LunarPolaris

Preserving History On the Moon—and Beyond

The Apollo 11 Moon landing. Image: NASA

Surrounded by the relics of space exploration, officials met at the National Air and Space Museum’s Steven F. Udvar-Hazy Center last week to discuss how to preserve the history of humankind’s farthest incursions into the cosmos 239,000 miles away. 

AIAA’s Outer Space Heritage Summit brought together experts from the historic, policy, legal, and scientific communities to talk about ways to protect important areas in space, including the Apollo Moon landing sites, as commercial activity ramps up.

Rules of the road: There are a couple existing rules to protect the lunar landing sites in the US:

  • NASA’s voluntary guidelines issued in 2011 asked space-faring entities to avoid landing within 2 km of the Apollo landers.
  • The One Small Step to Protect Human Heritage in Space Act, which became law in 2020, makes the voluntary guideline binding on any entity working with NASA.

However, any comprehensive protection for sites in space has to be international, since federal agencies and commercial actors outside the US are landing on the Moon.

That’s part of why the preservation of space heritage was included in section nine of the Artemis Accords, a non-binding set of guidelines with 42 signatories, according to Mike Gold, a chief growth officer at Redwire who worked as NASA’s associate administrator for space policy and partnerships while the accords were being drafted. 

“For the first time, the Artemis Accords put teeth into the Outer Space Treaty.
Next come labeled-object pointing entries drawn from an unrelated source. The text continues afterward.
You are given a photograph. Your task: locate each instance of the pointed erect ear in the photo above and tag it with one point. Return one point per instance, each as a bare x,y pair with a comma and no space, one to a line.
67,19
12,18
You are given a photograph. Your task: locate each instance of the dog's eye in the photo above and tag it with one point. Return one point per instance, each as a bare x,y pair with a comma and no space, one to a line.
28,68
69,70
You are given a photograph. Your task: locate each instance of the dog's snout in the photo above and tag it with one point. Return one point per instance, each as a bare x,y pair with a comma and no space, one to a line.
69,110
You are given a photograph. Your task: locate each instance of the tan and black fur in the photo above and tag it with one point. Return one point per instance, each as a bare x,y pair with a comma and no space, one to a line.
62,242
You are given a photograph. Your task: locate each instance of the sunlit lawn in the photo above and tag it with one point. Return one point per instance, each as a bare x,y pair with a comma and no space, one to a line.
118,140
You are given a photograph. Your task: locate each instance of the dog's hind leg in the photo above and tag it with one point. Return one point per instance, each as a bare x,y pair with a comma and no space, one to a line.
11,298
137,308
At the very least, if you violate the Accords, you can’t be a part of the Artemis program. There’s a repercussion for the first time,” Gold said.

Preserving the legacy: The hordes of school groups and tourists at the Udvar Hazy museum gawking at the space shuttle or taking pictures with models of space hardware prove that people want to experience space heritage, and the space community seems to agree that it’s important to preserve history in space. One of the biggest questions is how to do so in a way that’s accessible to everyone, even if that means using tech like virtual reality down on Earth.
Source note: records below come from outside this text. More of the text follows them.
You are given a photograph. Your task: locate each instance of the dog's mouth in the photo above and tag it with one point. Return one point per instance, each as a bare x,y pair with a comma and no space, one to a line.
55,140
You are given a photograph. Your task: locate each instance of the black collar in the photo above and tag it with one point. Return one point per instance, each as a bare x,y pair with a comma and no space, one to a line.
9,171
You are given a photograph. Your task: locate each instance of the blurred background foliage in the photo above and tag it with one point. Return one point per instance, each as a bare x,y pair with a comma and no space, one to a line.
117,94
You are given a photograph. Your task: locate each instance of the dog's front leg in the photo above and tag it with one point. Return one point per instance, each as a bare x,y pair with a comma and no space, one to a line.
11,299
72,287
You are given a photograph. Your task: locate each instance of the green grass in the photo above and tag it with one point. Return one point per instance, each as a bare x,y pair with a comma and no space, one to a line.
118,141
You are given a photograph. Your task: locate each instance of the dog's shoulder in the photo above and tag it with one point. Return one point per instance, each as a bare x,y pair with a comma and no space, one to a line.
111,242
“You don’t want to be in a situation where the only two people who get to tour the Apollo landing sites are Bezos and Musk,” said Ann Garrison-Darin, a principal professional staffer at Johns Hopkins University Applied Physics Laboratory. 

Any agreements also must overcome the natural tension between historians’ desire to preserve the sites untouched, scientists’ desire to keep parts of the lunar surface pristine for study, and commercial companies’ desire to have unfettered access to the Moon to turn a profit. 

What’s next: People didn’t consider this during the Apollo program, but officials at the summit stressed that this has to be part of the conversation about future space missions, especially as the US embarks on crewed or robotic interplanetary flights.